Primeira Lei de Newton

“Lei I: Todo corpo continua em seu estado de repouso ou de movimento uniforme em uma linha reta, a menos que seja forçado a mudar aquele estado por forças aplicadas sobre ele.”

Nunca somos um eu só, nunca somos um eu coerente, sempre constante, às vezes nem somos quem gostaríamos de ser.

Vivemos em contradição, vivemos na busca por um sentido pra tudo, na busca pela razão. Queremos estar inseridos em algum canto do mundo. Queremos ser amados, respeitados ou temidos, queremos de alguma forma estar na lembrança das pessoas, buscamos ser reconhecidos, celebrados, mesmo que seja apenas de forma virtual nas redes sociais. Ansiamos para que nos curtam, comentem nossas vidas, compartilhem de nossos gostos, que nos insiram em seus círculos, que sigam nossas ideias.

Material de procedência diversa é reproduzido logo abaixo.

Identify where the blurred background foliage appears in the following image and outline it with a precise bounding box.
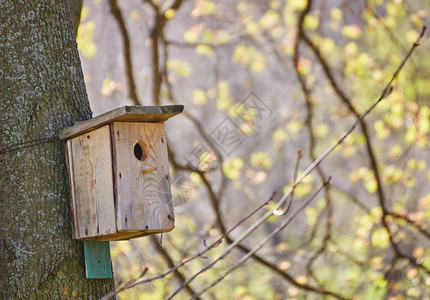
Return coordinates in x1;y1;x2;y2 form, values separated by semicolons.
77;0;430;299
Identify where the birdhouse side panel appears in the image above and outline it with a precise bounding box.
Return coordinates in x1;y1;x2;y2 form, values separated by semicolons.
112;122;174;234
68;125;117;239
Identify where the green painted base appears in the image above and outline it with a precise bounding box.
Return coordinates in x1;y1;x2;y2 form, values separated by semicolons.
84;241;113;279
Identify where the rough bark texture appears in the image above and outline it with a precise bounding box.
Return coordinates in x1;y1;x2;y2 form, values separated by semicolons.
0;0;113;299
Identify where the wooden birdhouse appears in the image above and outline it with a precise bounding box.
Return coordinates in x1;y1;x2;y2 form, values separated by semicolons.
60;105;184;241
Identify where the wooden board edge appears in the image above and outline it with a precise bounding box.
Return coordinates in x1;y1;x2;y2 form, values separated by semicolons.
84;241;113;279
109;123;118;236
60;105;184;140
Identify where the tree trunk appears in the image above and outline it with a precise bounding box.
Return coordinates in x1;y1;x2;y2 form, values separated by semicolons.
0;0;113;299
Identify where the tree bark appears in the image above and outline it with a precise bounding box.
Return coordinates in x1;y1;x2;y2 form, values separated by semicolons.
0;0;113;299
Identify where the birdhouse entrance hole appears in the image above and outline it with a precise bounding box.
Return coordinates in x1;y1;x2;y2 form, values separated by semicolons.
134;141;148;161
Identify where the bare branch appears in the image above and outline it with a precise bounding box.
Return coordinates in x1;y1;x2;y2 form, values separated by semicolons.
191;179;330;299
109;0;141;105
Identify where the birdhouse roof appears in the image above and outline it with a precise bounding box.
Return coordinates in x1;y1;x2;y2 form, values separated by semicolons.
60;105;184;140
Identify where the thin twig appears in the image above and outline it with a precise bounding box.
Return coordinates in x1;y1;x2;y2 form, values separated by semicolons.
109;0;141;105
191;179;330;299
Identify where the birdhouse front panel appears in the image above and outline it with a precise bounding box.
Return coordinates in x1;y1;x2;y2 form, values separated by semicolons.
67;125;117;239
111;122;174;234
60;105;184;241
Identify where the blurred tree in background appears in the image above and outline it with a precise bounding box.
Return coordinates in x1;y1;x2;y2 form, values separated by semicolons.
77;0;430;299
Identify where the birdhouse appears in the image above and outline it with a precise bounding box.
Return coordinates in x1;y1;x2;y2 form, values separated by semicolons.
60;105;184;241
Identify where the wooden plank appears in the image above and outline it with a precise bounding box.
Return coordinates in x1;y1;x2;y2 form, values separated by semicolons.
70;125;117;239
60;105;184;140
111;122;174;234
84;241;113;279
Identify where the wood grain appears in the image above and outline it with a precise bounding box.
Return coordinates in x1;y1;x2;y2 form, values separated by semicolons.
111;122;174;235
60;105;184;140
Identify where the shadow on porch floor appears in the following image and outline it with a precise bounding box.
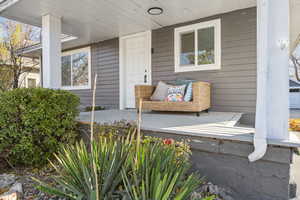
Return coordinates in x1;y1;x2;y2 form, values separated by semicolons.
78;110;300;147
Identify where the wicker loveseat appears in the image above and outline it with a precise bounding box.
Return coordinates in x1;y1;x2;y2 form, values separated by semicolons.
135;81;210;115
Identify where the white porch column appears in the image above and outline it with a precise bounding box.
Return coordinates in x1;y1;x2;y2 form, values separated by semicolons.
249;0;289;161
42;14;61;89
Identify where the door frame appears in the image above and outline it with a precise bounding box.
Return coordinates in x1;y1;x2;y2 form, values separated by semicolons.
119;30;152;110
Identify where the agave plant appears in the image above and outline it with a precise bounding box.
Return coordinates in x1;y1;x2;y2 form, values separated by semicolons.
36;137;130;200
122;143;201;200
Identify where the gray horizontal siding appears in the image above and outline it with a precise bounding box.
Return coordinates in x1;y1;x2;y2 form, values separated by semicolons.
69;38;119;109
152;8;256;123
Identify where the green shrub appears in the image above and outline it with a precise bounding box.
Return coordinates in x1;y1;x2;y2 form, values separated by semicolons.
0;88;79;166
36;128;201;200
122;141;201;200
36;137;131;200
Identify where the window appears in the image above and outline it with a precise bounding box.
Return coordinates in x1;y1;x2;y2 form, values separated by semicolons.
174;19;221;72
27;78;37;88
61;47;91;90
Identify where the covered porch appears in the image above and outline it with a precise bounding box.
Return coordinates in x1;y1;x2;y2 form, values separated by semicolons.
1;0;300;200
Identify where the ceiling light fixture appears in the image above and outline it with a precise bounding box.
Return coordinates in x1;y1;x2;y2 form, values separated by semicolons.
147;7;164;15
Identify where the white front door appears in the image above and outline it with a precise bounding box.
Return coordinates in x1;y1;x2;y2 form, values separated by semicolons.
290;92;300;109
121;32;151;108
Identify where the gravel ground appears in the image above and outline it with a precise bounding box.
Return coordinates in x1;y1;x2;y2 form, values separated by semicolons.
1;167;63;200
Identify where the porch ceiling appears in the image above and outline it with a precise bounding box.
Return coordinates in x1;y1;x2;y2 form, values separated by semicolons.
1;0;256;48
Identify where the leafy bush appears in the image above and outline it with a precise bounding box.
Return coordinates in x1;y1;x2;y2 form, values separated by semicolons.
0;88;79;166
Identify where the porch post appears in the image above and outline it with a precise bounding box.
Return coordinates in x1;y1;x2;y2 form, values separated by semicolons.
42;14;61;89
249;0;289;161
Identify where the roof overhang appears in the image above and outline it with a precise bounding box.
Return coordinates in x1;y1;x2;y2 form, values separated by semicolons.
0;0;20;13
1;0;256;51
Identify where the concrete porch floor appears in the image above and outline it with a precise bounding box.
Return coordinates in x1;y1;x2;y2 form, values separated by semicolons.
78;110;300;147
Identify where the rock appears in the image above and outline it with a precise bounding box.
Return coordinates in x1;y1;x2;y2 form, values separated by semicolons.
0;174;17;189
0;182;23;200
0;192;21;200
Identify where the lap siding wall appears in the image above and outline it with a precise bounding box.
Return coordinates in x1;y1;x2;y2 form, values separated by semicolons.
74;8;256;124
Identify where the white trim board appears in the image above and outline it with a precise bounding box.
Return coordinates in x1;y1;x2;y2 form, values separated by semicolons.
119;30;152;110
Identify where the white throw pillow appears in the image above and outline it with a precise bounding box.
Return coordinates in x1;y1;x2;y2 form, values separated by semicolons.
150;81;170;101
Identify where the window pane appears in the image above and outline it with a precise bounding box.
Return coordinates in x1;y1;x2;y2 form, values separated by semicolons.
180;32;195;65
27;78;36;88
198;27;215;65
61;56;71;86
72;52;89;86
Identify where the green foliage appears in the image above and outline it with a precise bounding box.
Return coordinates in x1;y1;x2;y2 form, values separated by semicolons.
122;142;201;200
34;137;130;200
84;106;105;112
38;127;201;200
0;88;79;166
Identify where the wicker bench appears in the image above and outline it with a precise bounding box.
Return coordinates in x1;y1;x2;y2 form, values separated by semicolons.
135;81;210;116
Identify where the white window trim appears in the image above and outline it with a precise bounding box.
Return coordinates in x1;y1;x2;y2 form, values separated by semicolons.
60;47;92;90
174;19;221;72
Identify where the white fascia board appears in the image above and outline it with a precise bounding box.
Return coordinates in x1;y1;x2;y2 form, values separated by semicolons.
0;0;20;12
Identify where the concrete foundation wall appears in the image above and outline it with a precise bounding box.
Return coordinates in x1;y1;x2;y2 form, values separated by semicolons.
147;132;293;200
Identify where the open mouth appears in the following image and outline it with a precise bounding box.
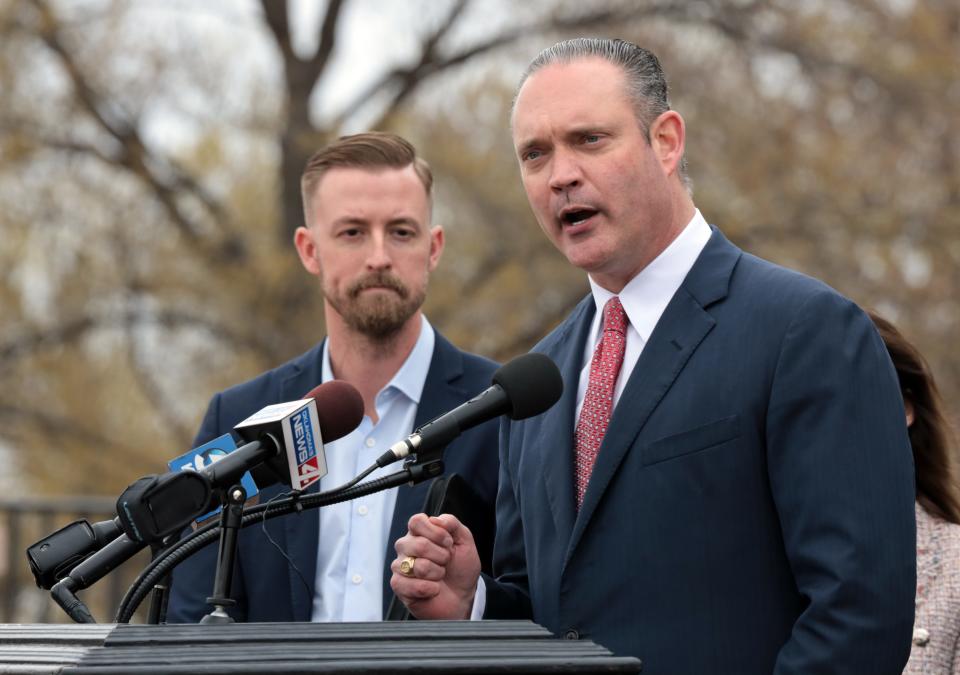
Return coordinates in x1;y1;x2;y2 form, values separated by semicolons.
560;208;597;225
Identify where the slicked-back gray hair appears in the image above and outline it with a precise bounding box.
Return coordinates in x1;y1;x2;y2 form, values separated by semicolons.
513;38;692;191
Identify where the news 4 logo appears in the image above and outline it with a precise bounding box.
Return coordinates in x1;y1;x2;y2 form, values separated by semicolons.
167;434;259;523
290;407;326;489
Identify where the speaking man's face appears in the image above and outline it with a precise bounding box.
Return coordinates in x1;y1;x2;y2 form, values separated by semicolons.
513;57;672;293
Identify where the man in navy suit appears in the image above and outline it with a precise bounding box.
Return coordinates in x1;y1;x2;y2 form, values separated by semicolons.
167;133;497;622
391;39;916;675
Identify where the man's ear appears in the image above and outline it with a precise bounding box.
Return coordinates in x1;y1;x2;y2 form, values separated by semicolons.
650;110;687;176
293;226;320;275
428;225;445;272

Mas somos realmente quem queremos ser? Deixamos que vejam quem realmente somos? Ou nos deixamos levar pelas expectativas alheias a nosso respeito? A fazer o que esperam que faremos? Ou fazer o que os outros acreditam que seja o melhor? Os seus sonhos são realmente seus?

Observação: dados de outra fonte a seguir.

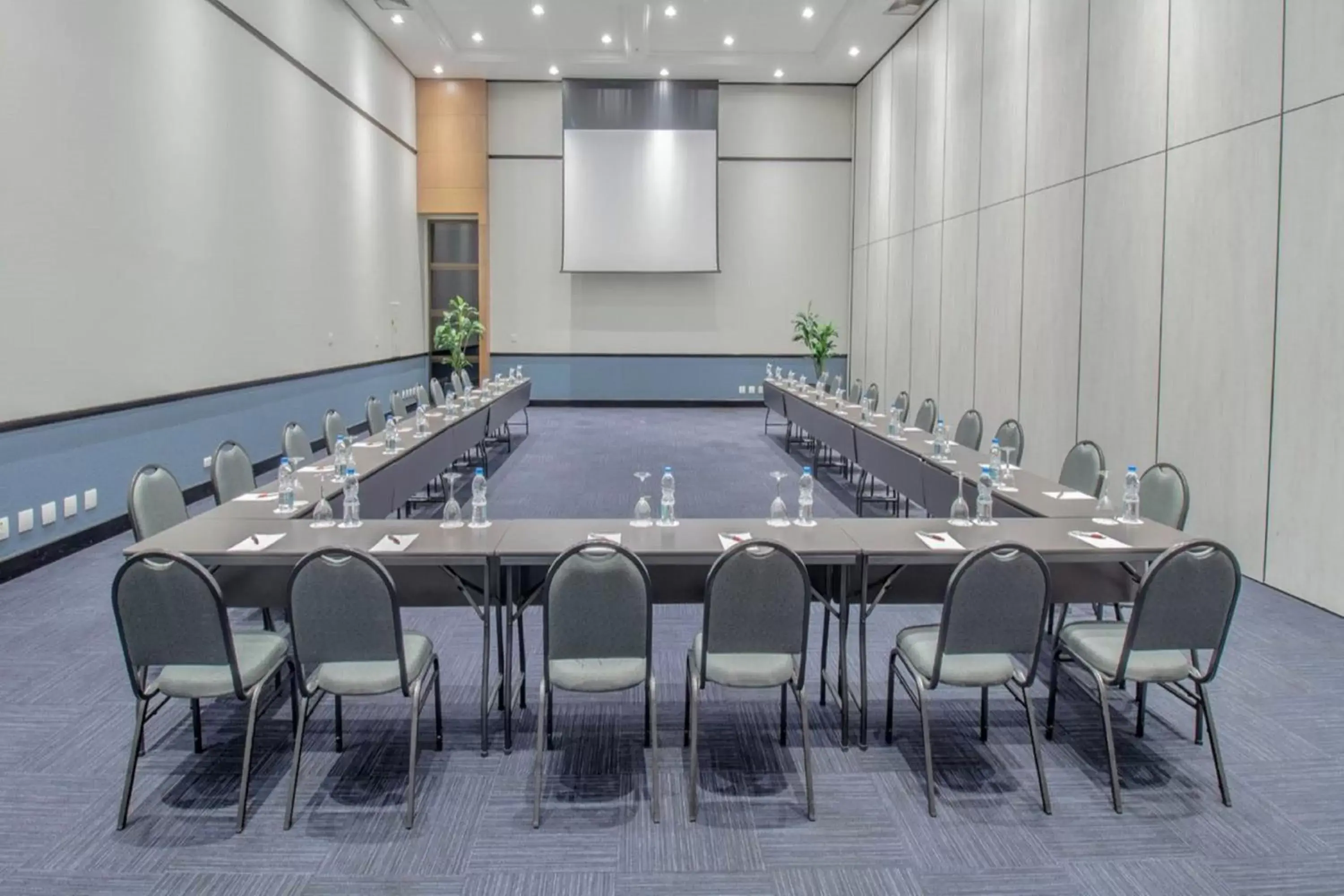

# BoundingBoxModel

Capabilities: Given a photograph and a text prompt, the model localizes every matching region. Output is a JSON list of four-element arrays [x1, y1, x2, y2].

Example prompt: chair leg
[[406, 678, 425, 830], [1021, 688, 1050, 815], [238, 681, 265, 834], [1195, 684, 1232, 806], [117, 700, 149, 830], [285, 697, 312, 830], [1093, 670, 1122, 813]]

Ninguém faz nada que não queira, não adianta dizer que não se tem escolha, sempre poderemos optar. Mas vivemos paralisados dizendo sim quando deveríamos dizer não, com receio do que vão pensar, do que vão dizer. Para não magoar nos magoamos, para não errar não fazemos, para não parecer fraco demais não choramos. Vamos deixando que a inércia tome conta dos nossos dias, e continuamos sentados reclamando da vida, questionando a sorte, exigindo mais movimento, mas não nos movemos, continuamos ali sentados, petrificados no mesmo canto, contando as mesmas histórias. Vemos a vida passar por entre os dedos, os dias correrem apressados nas folhas do calendário, vemos o nosso corpo clamar cansado por mais feriado.

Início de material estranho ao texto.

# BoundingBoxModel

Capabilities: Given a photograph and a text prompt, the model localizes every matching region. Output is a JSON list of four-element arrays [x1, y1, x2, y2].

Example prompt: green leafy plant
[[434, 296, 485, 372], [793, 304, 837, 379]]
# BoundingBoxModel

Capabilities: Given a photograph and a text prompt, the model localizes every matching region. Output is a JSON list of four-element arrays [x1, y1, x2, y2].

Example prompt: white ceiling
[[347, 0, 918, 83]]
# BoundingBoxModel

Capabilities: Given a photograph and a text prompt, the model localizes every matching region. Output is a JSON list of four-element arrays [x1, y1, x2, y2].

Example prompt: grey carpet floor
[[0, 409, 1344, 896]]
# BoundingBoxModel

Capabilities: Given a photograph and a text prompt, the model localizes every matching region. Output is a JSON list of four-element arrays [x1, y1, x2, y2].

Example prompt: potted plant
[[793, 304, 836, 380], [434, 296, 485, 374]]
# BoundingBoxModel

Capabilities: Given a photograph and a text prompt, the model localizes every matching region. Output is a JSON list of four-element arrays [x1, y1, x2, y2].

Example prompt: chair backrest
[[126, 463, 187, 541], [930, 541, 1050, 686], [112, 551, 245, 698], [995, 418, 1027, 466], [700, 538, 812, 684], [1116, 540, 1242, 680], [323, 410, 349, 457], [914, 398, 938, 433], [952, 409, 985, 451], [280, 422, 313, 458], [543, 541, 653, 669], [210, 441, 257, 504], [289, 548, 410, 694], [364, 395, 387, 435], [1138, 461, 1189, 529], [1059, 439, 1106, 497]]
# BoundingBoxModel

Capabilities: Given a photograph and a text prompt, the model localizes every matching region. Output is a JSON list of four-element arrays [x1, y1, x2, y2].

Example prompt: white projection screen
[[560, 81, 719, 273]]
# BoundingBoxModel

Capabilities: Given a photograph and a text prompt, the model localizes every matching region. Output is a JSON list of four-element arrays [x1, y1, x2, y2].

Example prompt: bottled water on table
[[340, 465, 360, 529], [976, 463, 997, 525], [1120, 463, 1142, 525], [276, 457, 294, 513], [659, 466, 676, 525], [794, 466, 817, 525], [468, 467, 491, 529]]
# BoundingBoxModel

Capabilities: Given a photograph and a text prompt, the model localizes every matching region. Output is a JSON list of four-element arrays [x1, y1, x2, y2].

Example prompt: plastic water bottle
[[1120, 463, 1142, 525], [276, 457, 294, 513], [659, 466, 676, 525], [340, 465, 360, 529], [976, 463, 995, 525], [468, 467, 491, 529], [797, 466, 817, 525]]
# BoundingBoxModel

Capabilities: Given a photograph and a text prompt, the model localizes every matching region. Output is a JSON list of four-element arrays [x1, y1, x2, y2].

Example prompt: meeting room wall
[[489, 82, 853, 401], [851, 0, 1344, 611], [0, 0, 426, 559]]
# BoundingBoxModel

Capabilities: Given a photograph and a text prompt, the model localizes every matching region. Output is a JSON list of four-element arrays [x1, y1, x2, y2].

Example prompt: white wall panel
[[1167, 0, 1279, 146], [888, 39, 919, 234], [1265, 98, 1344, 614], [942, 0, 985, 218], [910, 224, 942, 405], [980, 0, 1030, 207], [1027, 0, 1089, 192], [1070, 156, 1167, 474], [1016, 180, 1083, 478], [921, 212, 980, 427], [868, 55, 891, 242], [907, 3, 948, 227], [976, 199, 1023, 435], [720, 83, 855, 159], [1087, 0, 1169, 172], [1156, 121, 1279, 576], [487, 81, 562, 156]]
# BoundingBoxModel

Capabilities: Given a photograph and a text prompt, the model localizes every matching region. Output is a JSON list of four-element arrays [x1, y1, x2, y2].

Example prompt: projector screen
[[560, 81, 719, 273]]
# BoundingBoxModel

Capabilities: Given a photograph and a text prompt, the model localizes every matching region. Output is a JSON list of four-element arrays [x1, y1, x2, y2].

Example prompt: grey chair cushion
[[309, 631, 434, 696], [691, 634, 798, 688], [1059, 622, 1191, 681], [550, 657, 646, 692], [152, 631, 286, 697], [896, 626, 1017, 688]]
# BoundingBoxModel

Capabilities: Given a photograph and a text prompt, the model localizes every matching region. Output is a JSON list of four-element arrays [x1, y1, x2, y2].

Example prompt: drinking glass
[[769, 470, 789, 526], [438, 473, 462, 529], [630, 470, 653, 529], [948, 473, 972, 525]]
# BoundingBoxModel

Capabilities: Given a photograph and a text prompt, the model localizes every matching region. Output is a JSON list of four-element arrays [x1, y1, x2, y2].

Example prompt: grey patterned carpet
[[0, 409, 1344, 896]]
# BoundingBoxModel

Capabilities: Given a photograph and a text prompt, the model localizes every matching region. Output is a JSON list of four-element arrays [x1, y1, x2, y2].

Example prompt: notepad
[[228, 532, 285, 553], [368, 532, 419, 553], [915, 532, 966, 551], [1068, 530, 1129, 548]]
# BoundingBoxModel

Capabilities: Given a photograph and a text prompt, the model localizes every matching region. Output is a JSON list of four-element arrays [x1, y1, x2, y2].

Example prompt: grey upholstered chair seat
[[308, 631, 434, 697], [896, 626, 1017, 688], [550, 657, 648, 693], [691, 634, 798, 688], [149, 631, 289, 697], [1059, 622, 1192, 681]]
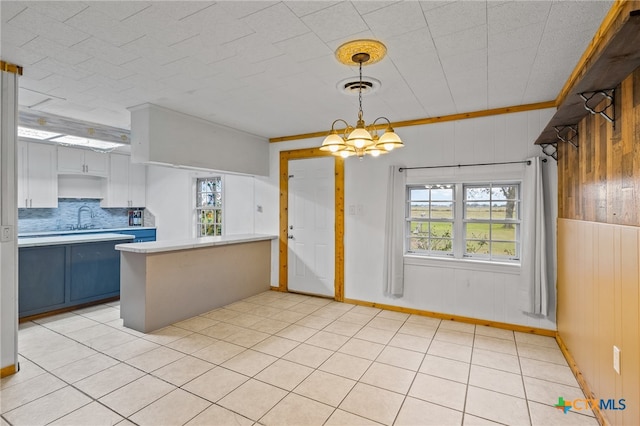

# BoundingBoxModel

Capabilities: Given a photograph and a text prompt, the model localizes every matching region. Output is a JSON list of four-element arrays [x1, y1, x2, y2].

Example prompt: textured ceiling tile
[[487, 1, 551, 33], [274, 33, 333, 62], [117, 2, 202, 46], [23, 36, 92, 65], [78, 58, 132, 80], [286, 1, 340, 17], [352, 0, 402, 15], [0, 1, 27, 22], [2, 46, 46, 68], [384, 28, 437, 60], [356, 2, 427, 41], [425, 1, 487, 38], [302, 2, 369, 42], [440, 50, 487, 75], [73, 37, 138, 65], [17, 1, 89, 22], [162, 57, 218, 83], [242, 3, 309, 42], [488, 48, 537, 75], [195, 17, 254, 44], [217, 1, 278, 19], [65, 7, 144, 46], [89, 1, 152, 21], [227, 34, 283, 66], [9, 8, 89, 46], [488, 24, 544, 54], [545, 0, 613, 32], [22, 67, 51, 80], [433, 25, 487, 58], [123, 36, 187, 65], [38, 57, 92, 80], [0, 22, 38, 47], [171, 36, 236, 64]]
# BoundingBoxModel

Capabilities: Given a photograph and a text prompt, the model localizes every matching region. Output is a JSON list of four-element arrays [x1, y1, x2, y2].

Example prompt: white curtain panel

Haverá sempre o dia em que você se cansa, e cansa de ser o você que todos esperam que seja, e chega o dia em que se faz tudo o que se deseja, sem ter que se preocupar, com o que vão pensar ou dizer. Criam tanta expectativa no nosso sucesso, ou no nosso comportamento, que não nos permitem mudar, é uma pressão sem palavras, silenciosa e amarga que nos prendem em vontades alheias e em expectativas sufocantes. Ás vezes dá vontade de fugir e fazer alguma loucura impensada, sair de repente no desconhecido, a esmo. Mas continuo aqui, nessa acomodação temporária, sentada no próprio quarto reclamando da pressão de ser um eu desconhecido e de jogar no mundo a responsabilidade de manter as amarras. Sendo ao mesmo tempo cárcere e carcereiro, mantendo as janelas fechadas, não se permitindo voar alto, fugindo do salto, das decisões, fugindo da vida.

Mas haverá esse dia e eu vou parar de procurar por uma Força externa que me movimente a vida e que faça meu mundo girar. Vou fazê-lo girar com minhas próprias pernas  sair do repouso e ficar inerte num movimento constante.